Bu sabah, nöbetten çıkmış eve varmadan önce ufak bir çay ocağında şehri izledim. Koşuşturmanın giderek azalttığı “farkındalığımızı” hissederken, defterime bir kaç not alıp çayımın son yudumuyla o koşuşturmaya dâhil oldum.
Artık yanımdan geçen tanımadığım her insana bakıyorum. Göz göze geldiğimizde “Merhaba” demek için. Kendi farkındalığı için, anlık mutluluklar üretmeliyiz diye düşünerek yürüyorum kaldırımda. Kaldırımın bir tarafında bariyerler var. Diğer tarafı duvar. Bir insanın yürüyebileceği o boşlukta çıkıverdi karşıma, “açamadığı çiçeği gösteren yapraklar.”
Kendi iç dünyamızda akarken zaman, bi ileri bi geri giderek sürekli düşüncelerle boğuştuğumuz anların sayısı o kadar artıyor ki, yaşamaya ve hissetmeye zamanımız kalmıyor adeta.

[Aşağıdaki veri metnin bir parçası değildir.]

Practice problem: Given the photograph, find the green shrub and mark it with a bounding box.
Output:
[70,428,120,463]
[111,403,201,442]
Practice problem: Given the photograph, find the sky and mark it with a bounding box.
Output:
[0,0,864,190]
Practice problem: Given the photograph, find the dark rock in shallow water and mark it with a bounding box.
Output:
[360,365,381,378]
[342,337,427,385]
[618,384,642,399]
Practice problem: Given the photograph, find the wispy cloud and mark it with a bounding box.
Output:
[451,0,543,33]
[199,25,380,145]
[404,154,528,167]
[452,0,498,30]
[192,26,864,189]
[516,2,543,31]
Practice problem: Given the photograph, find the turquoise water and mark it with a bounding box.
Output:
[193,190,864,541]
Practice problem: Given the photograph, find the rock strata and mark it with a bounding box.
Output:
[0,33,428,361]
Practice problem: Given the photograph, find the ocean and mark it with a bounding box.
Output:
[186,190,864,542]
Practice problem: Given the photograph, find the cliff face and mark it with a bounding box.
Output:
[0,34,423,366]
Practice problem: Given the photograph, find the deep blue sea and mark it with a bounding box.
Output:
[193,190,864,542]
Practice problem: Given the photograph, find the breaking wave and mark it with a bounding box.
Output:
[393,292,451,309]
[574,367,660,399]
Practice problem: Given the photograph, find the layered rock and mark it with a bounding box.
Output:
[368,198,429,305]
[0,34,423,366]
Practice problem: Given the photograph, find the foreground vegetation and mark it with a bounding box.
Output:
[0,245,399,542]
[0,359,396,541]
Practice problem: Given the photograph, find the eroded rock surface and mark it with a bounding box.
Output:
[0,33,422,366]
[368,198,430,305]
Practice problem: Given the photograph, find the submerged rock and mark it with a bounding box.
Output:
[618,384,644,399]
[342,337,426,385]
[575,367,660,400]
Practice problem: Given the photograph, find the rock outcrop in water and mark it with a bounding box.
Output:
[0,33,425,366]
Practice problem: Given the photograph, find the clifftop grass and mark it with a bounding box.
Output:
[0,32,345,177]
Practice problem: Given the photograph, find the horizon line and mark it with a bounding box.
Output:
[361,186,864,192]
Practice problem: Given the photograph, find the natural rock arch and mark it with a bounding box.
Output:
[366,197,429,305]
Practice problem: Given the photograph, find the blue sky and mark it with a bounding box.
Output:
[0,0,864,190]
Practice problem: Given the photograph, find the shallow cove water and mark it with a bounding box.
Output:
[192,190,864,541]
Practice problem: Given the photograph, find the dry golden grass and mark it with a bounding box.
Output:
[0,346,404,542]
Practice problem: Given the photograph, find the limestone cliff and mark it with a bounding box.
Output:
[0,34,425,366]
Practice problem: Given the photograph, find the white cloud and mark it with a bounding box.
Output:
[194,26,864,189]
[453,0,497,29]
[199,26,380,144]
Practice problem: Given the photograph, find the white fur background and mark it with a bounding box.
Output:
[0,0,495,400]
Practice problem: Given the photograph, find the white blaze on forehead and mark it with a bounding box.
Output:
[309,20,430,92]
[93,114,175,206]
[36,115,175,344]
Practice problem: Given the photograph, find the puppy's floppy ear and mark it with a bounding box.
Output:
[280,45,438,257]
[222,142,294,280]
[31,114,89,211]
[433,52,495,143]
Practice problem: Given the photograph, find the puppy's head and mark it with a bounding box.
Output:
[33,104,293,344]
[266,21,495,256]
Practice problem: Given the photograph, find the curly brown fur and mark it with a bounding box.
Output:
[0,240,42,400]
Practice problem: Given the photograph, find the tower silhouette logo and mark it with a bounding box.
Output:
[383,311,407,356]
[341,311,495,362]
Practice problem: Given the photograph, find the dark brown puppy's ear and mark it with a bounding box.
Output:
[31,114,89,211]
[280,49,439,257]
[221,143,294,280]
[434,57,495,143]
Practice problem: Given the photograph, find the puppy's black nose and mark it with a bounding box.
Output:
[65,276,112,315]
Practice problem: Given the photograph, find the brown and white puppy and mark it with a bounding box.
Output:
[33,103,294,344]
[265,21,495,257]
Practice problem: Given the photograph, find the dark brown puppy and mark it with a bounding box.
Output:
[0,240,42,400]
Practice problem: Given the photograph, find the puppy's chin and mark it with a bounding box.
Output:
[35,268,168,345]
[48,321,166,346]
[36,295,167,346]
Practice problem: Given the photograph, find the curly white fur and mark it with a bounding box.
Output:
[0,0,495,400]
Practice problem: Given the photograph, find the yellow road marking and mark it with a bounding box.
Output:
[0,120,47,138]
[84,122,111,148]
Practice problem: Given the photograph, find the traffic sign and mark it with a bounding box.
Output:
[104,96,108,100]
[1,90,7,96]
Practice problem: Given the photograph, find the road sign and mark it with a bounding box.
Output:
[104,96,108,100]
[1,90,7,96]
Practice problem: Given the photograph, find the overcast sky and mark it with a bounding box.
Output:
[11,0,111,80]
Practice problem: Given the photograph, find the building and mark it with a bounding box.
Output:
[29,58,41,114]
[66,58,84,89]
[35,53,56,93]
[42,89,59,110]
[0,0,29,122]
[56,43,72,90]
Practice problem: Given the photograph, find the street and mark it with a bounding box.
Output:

Çoğumuz bir ârafın içinde geçiriyoruz bize tanınmış olan süreyi.
Önce durup etrafıma bakındım. Evin yolu çok kalabalık değildi. Hele ki bu saatlerde herkes çalıştığı için… Belli belirsiz bir fısıltı duyuyordu kulaklarım. Gözlerimi bitkinin kalbine dayadım. Onu duyabilmek için. Biraz eğildim, içgüdüsel olarak. “Çiçek açamıyorsak yaşıyor sayılmıyor muyuz?” Duraksayıp dizlerimin üzerine çöktüm. Tabağa yaklaşıp çiçeği inceledim biraz. Belki de gerçek bir çiçekti! Fısıltılar kayboldu kulaklarımdan. Bitkinin yapraklarına dokundum. Sert, kabuklu ve kalın yapraklarına. Kendini koruma güdüsü o kadar çoktu ki, çiçeğini çıkartacak filizi açamıyordu dünyaya. Anı kaydedip çantamda yarım kalan şişeyi çıkardım. Tabağın üzerine bir miktar su döktüm. Orda öylece kaldı. Bunu neden yaptığıma bir anlam veremedim. Biraz düşündükten sonra, her şeye de bir anlam verilmesinin gereğini sorguladı zihnim.
Açamadığınız bütün çiçekler için döktüm o suyu. Söyleyemediğimiz sözler, sarılamadığımız insanlar, konuşamadığımız yaralar, yaşatamadığımız yaşamlar için.
Umarım sizin çiçekleriniz de hiçbir zaman açamadan içinizde kalmaz.